Traditional architectural designs are normally focused on CPUs and have been often decoupled from I/O considerations. They are inefficient for high-speed network processing with a bandwidth of 10Gbps and beyond. Long latency I/O interconnects on mainstream servers also substantially complicate the NIC designs. In this paper, we start with fine-grained driver and OS instrumentation to fully understand the network processing overhead over 10GbE on mainstream servers.

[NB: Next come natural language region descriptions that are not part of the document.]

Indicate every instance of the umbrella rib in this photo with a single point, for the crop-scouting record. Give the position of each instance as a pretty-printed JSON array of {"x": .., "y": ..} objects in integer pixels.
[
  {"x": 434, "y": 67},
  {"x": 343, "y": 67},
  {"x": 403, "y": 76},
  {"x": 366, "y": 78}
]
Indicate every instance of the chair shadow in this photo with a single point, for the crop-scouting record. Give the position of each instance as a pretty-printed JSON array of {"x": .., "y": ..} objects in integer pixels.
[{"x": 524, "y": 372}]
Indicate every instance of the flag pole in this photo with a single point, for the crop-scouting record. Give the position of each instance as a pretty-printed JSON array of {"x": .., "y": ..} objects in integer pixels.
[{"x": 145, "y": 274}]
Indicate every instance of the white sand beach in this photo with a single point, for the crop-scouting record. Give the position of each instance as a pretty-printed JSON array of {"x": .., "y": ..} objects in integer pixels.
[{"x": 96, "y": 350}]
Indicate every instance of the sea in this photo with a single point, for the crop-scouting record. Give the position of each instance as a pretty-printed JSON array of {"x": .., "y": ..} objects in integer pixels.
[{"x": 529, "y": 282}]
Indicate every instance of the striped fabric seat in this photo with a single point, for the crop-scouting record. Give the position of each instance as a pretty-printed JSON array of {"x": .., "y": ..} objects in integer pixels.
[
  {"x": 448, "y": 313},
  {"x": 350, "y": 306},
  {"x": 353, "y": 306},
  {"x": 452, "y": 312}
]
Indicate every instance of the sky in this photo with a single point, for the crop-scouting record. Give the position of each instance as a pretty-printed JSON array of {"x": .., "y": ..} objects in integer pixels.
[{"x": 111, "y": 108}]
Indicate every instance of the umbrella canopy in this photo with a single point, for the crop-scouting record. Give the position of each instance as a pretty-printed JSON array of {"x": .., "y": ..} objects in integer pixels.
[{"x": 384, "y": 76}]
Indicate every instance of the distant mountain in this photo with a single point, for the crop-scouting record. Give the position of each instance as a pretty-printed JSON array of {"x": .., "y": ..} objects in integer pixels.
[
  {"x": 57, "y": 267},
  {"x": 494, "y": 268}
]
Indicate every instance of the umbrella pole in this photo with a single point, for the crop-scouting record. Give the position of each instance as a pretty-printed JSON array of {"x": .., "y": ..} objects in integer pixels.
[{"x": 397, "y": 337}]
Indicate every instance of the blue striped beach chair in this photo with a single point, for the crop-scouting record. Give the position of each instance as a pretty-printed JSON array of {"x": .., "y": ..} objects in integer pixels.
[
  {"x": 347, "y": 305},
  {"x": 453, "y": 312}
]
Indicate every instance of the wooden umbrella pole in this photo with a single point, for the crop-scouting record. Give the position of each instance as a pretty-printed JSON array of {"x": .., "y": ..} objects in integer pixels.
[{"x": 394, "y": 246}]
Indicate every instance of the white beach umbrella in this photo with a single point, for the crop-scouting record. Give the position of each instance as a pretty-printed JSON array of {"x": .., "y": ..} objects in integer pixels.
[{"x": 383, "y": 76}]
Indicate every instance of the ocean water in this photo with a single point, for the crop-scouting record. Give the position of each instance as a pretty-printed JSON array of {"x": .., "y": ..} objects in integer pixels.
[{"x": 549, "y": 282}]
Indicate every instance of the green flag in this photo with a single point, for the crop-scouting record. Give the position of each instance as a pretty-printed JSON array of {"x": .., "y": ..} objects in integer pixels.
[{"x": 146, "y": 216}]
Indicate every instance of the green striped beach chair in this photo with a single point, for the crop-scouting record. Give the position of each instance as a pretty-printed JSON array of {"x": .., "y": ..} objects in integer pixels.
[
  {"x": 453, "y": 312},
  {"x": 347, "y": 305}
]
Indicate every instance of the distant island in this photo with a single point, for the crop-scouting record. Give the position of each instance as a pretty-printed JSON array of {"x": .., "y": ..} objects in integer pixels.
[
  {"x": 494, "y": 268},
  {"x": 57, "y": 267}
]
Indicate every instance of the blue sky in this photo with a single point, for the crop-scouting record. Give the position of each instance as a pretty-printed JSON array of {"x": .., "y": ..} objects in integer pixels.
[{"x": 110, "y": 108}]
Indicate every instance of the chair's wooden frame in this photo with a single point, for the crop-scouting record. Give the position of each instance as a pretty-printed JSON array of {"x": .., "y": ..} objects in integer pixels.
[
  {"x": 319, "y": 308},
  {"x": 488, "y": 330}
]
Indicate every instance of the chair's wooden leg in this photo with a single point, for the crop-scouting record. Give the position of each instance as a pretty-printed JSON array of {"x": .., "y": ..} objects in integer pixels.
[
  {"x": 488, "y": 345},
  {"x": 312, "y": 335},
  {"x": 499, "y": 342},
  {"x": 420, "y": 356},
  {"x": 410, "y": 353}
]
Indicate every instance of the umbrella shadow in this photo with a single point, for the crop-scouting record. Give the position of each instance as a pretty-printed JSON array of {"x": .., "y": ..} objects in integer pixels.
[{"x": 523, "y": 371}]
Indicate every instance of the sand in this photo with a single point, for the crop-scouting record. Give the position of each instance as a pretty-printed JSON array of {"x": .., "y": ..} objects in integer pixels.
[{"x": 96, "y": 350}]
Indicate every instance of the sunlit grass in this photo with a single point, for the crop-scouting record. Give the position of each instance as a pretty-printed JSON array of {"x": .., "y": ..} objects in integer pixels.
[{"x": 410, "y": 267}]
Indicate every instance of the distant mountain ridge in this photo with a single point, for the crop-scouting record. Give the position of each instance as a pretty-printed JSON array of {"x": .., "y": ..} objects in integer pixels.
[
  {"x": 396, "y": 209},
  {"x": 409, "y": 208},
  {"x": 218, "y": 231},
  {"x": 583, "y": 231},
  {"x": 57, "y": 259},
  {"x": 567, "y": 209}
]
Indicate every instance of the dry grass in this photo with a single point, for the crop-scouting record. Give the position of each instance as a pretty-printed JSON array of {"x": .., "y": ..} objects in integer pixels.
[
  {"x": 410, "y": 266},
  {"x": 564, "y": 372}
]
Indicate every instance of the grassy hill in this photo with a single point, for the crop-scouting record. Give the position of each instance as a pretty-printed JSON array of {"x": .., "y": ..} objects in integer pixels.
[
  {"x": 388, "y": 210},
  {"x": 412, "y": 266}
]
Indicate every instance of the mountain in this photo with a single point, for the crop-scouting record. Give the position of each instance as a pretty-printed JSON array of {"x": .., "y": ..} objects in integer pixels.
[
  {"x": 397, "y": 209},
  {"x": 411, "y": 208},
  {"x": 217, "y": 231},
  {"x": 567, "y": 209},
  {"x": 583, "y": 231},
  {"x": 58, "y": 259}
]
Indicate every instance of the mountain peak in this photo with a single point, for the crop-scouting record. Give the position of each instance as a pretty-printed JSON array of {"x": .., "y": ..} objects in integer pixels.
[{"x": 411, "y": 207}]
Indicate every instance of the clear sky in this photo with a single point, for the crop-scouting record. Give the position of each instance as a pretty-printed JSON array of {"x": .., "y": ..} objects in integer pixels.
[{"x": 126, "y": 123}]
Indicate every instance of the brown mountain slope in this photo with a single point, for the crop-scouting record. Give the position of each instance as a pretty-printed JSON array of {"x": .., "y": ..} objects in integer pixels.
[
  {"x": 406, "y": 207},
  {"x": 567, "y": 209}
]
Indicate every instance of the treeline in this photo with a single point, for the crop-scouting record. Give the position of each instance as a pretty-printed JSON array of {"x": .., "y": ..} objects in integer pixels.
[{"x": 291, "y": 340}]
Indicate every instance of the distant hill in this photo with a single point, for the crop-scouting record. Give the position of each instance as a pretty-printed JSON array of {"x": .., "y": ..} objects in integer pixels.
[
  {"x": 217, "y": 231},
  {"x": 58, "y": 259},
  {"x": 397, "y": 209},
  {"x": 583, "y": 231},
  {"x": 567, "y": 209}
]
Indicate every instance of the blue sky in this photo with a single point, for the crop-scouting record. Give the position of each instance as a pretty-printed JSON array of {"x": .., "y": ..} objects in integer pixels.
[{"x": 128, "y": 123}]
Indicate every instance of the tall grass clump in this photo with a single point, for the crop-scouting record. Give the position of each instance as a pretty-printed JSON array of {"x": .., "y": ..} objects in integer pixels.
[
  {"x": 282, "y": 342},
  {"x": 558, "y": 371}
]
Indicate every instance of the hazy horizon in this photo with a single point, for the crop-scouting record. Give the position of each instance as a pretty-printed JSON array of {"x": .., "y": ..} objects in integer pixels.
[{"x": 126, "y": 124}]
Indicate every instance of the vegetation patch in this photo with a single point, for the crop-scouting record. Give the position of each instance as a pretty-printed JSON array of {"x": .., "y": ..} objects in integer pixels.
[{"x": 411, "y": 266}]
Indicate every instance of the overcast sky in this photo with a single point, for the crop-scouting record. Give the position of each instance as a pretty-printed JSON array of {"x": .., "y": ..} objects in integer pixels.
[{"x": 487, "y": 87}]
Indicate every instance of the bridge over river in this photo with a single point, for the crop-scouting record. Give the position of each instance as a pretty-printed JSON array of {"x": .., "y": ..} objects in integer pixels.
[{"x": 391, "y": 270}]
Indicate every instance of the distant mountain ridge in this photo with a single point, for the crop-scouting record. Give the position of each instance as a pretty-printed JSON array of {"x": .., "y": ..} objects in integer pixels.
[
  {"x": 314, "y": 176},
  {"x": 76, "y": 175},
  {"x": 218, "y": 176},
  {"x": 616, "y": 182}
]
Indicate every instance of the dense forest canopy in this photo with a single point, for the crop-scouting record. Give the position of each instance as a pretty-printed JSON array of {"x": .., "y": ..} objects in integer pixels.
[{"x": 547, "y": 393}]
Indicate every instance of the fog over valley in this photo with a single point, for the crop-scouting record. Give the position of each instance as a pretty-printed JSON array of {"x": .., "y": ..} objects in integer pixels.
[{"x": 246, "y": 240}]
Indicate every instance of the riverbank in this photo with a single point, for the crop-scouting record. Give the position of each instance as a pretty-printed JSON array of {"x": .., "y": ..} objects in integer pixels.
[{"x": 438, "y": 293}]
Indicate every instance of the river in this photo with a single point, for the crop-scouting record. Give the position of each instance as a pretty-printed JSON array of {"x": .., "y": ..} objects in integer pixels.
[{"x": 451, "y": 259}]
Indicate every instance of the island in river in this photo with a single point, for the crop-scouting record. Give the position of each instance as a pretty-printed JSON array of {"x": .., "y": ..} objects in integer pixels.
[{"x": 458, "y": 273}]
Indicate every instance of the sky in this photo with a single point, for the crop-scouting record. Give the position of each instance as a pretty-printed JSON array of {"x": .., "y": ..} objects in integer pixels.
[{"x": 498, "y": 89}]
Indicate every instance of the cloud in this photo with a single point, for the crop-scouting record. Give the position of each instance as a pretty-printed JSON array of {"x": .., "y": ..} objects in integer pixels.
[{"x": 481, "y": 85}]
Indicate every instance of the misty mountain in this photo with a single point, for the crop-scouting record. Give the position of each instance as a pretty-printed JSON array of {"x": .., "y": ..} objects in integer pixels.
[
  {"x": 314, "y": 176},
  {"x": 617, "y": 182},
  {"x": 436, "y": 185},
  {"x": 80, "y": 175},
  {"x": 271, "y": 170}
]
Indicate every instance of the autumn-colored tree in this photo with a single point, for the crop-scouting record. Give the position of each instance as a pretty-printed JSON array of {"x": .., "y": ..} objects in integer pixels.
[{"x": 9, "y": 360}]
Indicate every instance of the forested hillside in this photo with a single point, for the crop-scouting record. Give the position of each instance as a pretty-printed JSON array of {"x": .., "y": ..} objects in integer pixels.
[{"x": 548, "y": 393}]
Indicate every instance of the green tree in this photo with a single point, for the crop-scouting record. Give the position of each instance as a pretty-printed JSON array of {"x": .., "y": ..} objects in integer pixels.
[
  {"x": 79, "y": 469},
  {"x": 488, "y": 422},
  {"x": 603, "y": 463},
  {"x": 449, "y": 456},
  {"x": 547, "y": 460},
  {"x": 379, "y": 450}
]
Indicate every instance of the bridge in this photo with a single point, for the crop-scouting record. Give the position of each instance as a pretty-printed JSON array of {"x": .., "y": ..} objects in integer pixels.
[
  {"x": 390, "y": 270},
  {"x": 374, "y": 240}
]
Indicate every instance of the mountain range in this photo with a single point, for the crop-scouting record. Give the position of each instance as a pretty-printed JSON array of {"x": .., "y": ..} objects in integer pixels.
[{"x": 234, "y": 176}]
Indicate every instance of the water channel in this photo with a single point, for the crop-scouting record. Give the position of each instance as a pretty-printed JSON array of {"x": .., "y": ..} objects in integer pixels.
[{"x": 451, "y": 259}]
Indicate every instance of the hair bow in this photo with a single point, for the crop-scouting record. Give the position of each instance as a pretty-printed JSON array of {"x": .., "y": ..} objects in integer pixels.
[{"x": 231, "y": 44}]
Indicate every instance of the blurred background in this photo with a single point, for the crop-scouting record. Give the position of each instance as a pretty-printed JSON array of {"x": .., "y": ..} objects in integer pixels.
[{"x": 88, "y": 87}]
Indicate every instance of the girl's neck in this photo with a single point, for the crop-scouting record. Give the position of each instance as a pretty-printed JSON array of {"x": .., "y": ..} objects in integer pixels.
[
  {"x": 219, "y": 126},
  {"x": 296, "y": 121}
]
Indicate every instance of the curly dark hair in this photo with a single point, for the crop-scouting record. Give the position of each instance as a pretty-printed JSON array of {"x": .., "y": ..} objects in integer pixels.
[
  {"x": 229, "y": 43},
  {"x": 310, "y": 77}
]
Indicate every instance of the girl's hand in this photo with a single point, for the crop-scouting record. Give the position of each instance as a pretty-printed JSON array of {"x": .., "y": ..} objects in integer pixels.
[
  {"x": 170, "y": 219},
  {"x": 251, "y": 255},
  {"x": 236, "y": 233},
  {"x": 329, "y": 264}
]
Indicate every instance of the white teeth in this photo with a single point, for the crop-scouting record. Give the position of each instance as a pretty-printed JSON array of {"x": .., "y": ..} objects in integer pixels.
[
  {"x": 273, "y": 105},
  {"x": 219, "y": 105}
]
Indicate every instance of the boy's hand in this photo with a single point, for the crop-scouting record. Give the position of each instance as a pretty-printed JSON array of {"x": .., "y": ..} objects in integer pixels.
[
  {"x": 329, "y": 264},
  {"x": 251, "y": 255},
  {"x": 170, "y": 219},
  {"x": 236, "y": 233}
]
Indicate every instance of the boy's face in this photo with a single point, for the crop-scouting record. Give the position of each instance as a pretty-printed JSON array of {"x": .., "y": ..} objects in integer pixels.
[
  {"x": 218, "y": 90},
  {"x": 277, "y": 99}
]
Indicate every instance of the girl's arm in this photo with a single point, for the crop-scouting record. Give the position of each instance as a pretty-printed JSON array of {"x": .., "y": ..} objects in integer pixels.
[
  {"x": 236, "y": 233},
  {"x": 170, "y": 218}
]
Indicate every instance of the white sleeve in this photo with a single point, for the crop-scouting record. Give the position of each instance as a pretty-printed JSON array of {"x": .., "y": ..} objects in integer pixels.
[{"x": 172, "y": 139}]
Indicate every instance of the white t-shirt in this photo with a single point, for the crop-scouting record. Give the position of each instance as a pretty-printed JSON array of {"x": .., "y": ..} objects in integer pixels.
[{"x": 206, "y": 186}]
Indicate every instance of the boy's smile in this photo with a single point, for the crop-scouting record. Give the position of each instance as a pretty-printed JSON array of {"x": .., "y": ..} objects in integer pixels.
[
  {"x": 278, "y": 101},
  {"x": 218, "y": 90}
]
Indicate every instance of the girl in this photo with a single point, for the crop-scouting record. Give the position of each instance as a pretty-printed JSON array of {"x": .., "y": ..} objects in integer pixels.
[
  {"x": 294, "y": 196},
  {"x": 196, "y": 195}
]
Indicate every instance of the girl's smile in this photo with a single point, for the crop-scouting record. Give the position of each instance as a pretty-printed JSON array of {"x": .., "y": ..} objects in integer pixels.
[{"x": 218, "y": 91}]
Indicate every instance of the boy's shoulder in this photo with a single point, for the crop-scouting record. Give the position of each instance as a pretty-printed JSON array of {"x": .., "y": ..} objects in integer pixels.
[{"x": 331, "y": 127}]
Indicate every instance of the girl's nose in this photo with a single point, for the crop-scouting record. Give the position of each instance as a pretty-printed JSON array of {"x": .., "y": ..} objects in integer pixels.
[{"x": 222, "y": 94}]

We obtain several new findings: 1) besides data copy identified by previous works, the driver and buffer release are two unexpected major overheads (up to 54%); 2) the major source of the overheads is memory stalls and data relating to socket buffer (SKB) and page data structures are mainly responsible for the stalls; 3) prevailing platform optimizations like Direct Cache Access (DCA) are insufficient for addressing the network processing bottlenecks. Motivated by the studies, we propose a new server I/O architecture where DMA descriptor management is shifted from NICs to an on-chip network engine (NEngine), and descriptors are extended with information about data incurring memory stalls. NEngine relies on data lookups and preloads data to eliminate the stalls during network processing. Moreover, NEngine implements efficient packet movement inside caches to address the remaining issues in data copy. The new architecture allows DMA engine to have very fast access to descriptors and keeps packets in CPU caches instead of NIC buffers, significantly simplifying NICs. Experimental results demonstrate that the new server I/O architecture improves the network processing efficiency by 47% and web server throughput by 14%, while substantially reducing the NIC hardware complexity.

查看原文本刊更多论文

一种用于高速网络的新型服务器I/O架构

传统的体系结构设计通常关注cpu，并且经常与I/O考虑分离。对于带宽超过10Gbps的高速网络处理来说，它们的效率很低。主流服务器上的长延迟I/O互连也使NIC设计变得非常复杂。在本文中，我们从细粒度的驱动程序和操作系统检测开始，以充分理解主流服务器上超过10GbE的网络处理开销。我们得到了几个新的发现:1)除了以前的工作确定的数据拷贝之外，驱动器和缓冲区释放是两个意想不到的主要开销(高达54%);2)开销的主要来源是内存停顿，而与套接字缓冲区(SKB)和页面数据结构相关的数据是造成停顿的主要原因;3)像直接缓存访问(DCA)这样的主流平台优化不足以解决网络处理瓶颈。受这些研究的启发，我们提出了一种新的服务器I/O架构，其中DMA描述符管理从nic转移到片上网络引擎(NEngine)，并且描述符扩展了有关导致内存停滞的数据的信息。NEngine依靠数据查找和预加载数据来消除网络处理期间的停顿。此外，NEngine在缓存中实现了高效的数据包移动，以解决数据复制中的剩余问题。新的架构允许DMA引擎非常快速地访问描述符，并将数据包保存在CPU缓存中而不是NIC缓冲区中，从而大大简化了NIC。实验结果表明，新的服务器I/O架构提高了47%的网络处理效率和14%的web服务器吞吐量，同时大大降低了网卡硬件复杂性。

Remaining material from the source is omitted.